Имя у иностранца было звучное, красивое — Эстебан Хосе Камино. Я полагал, что и внешность у него будет соответствующая — этакий загорелый мускулистый мачо в самом расцвете сил, с грациозной статью тореадора и темпераментом танцора фламенко. Но иностранец оказался совсем не таким, каким я себе его представлял. Обычный сухощавый старик, похожий больше на северного европейца, нежели на потомка Эль Сида: бледная, без малейшего намека на южный загар кожа, продолговатое «лошадиное» лицо, ровная ярко-белая седина, какая бывает у состарившихся блондинов. Он сидел в гостиничном ресторане и завтракал. На нем была легкая однотонная футболка и шорты, из которых торчали тонкие голые ноги, с острыми, как у дистрофичного подростка, коленками. Своим видом он совершенно не вписывался в помпезный интерьер ресторана. Будто пятно на роскошном, дорогом ковре. Впрочем, и я его, похоже, не очень-то впечатлил. Он окинул меня равнодушным взглядом, сухо поприветствовал и снова уткнулся в свою тарелку. Мне ничего не оставалось, как терпеливо дождаться окончания трапезы. А ел он, как и присуще пожилым людям, медленно, неторопливо, подобно жвачному животному. «По крайней мере ведет себя естественно и не имеет привычки фальшиво улыбаться», — успокаивал я себя, взирая на жующий рот иностранца. Это был типичный представитель новой формации кочевников. Таких, как он, мне доводилось встречать еще во времена моего студенчества, когда работал волонтером на различных международных форумах. Их можно распознать с первого же взгляда: одеваются практично, неброско, но со вкусом, почти всегда путешествуют налегке, с одной лишь ручной кладью, чтобы удобней было передвигаться по миру. Они создают впечатление людей внутренне свободных и самодостаточных. В каком бы уголке света ни находились, где бы ни жили, всюду чувствуют себя как дома. А дом для них — место, где им хорошо и комфортно в настоящий момент, будь то гостиничный номер, арендуемая квартира или самолет. Вся их жизнь — в разъездах и перелетах. Нигде надолго не задерживаются. Они привыкли постоянно быть вдали от родины (если у них она, конечно, имеется) и стараются не заводить друзей, а если и заводят, то легко и без сожалений с ними расстаются.

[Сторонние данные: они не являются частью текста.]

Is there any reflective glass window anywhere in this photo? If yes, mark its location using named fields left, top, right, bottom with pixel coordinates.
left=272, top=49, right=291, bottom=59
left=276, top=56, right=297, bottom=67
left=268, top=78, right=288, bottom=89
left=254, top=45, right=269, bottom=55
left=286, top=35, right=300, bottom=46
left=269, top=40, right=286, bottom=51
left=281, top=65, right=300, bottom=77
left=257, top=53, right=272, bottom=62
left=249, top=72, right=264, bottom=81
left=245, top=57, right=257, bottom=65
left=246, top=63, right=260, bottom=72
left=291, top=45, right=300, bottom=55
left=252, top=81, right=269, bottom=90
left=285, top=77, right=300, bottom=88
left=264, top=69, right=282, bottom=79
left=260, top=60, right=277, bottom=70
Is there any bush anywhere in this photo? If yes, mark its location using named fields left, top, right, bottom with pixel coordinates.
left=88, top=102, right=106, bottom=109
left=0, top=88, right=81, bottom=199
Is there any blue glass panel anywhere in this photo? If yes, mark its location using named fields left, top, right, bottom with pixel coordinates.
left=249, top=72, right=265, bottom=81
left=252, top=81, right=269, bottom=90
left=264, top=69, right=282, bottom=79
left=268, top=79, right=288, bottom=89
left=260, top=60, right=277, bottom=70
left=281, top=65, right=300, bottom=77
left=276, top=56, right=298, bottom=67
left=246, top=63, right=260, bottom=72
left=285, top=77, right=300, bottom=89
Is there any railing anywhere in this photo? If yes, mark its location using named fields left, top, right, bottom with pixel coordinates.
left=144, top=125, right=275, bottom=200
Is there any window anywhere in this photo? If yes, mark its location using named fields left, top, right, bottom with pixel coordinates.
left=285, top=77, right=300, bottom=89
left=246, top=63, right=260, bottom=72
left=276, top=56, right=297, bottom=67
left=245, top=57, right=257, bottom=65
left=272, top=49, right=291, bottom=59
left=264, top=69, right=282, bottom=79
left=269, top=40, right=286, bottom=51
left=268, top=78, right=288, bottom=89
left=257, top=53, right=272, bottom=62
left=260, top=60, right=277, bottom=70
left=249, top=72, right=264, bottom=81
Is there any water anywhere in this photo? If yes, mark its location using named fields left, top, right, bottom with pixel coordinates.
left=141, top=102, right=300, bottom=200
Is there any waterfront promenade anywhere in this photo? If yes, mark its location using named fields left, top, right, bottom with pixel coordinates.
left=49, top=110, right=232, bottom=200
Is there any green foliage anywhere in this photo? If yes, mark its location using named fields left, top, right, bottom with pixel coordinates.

Старик выглядел усталым. Усталость его проявлялась во всем: в позе, в которой он сидел — сгорбленно, навалившись всем телом на локти, в вялых замедленных движениях, во взгляде — глаза его были красные, опухшие, как у людей, не спавших несколько суток кряду. Возможно, из-за своей усталости он и держался со мной так неприветливо.
Наконец старик покончил с завтраком и заговорил. Впрочем, говорил он так же медленно, как и ел. Иностранец рассказал, что в нашей стране он впервые и что прибыл по приглашению местных врачей, гостит уже неделю — обсуждает возможные совместные проекты и читает лекции по кардиохирургии. Я также узнал, что принимающая сторона предоставила ему своих переводчиков.
— А зачем тогда я?
— Хочу кое-куда съездить. Будете сопровождать меня в качестве переводчика. Мне нужен человек со стороны. Чтобы не было лишних разговоров. Не люблю смешивать работу с личными делами.
Весть о том, что меня ждет некая таинственная миссия, заинтриговала, и я не сдержался и спросил:
— А что за личные дела?
— Об этом позже.
— Надеюсь, это никак не связано с криминалом или шпионажем? — попробовал пошутить я.
Иностранец шутку не оценил:
— Не связано, — произнес он со всей серьезностью.
Мы перекинулись еще несколькими ничего не значащими фразами и разошлись, условившись встретиться через пару дней — к тому времени он закончит свои дела.
Встретились в том же гостиничном ресторане. День на работе выдался напряженный: шеф взвалил на меня кучу всякой документации, которую нужно было срочно перевести и разослать адресатам, и мне пришлось просидеть над переводами до позднего вечера, без обеда и даже без перекура. А потому явился я на рандеву с иностранцем измученный, злой и голодный. Мистер Камино, вероятно, заметив мою усталость, предложил вместе поужинать. Возражать, естественно, я не стал. Но порция, к сожалению, оказалась по-ресторанному маленькая, на один зубок, и только раздразнила аппетит. Не наевшись и оттого еще сильнее разозлившись, принялся налегать на то, что имелось на столе. А на столе имелось лишь спиртное. Я, конечно, отдавал себе отчет, что пить на голодный желудок чревато последствиями, но мне всегда казалось, что умею себя контролировать и смогу вовремя остановиться. К тому же виски был хороший, шел легко и мягко, а настроение — поганое, и нужно было как-то скоротать этот длинный, скучный вечер.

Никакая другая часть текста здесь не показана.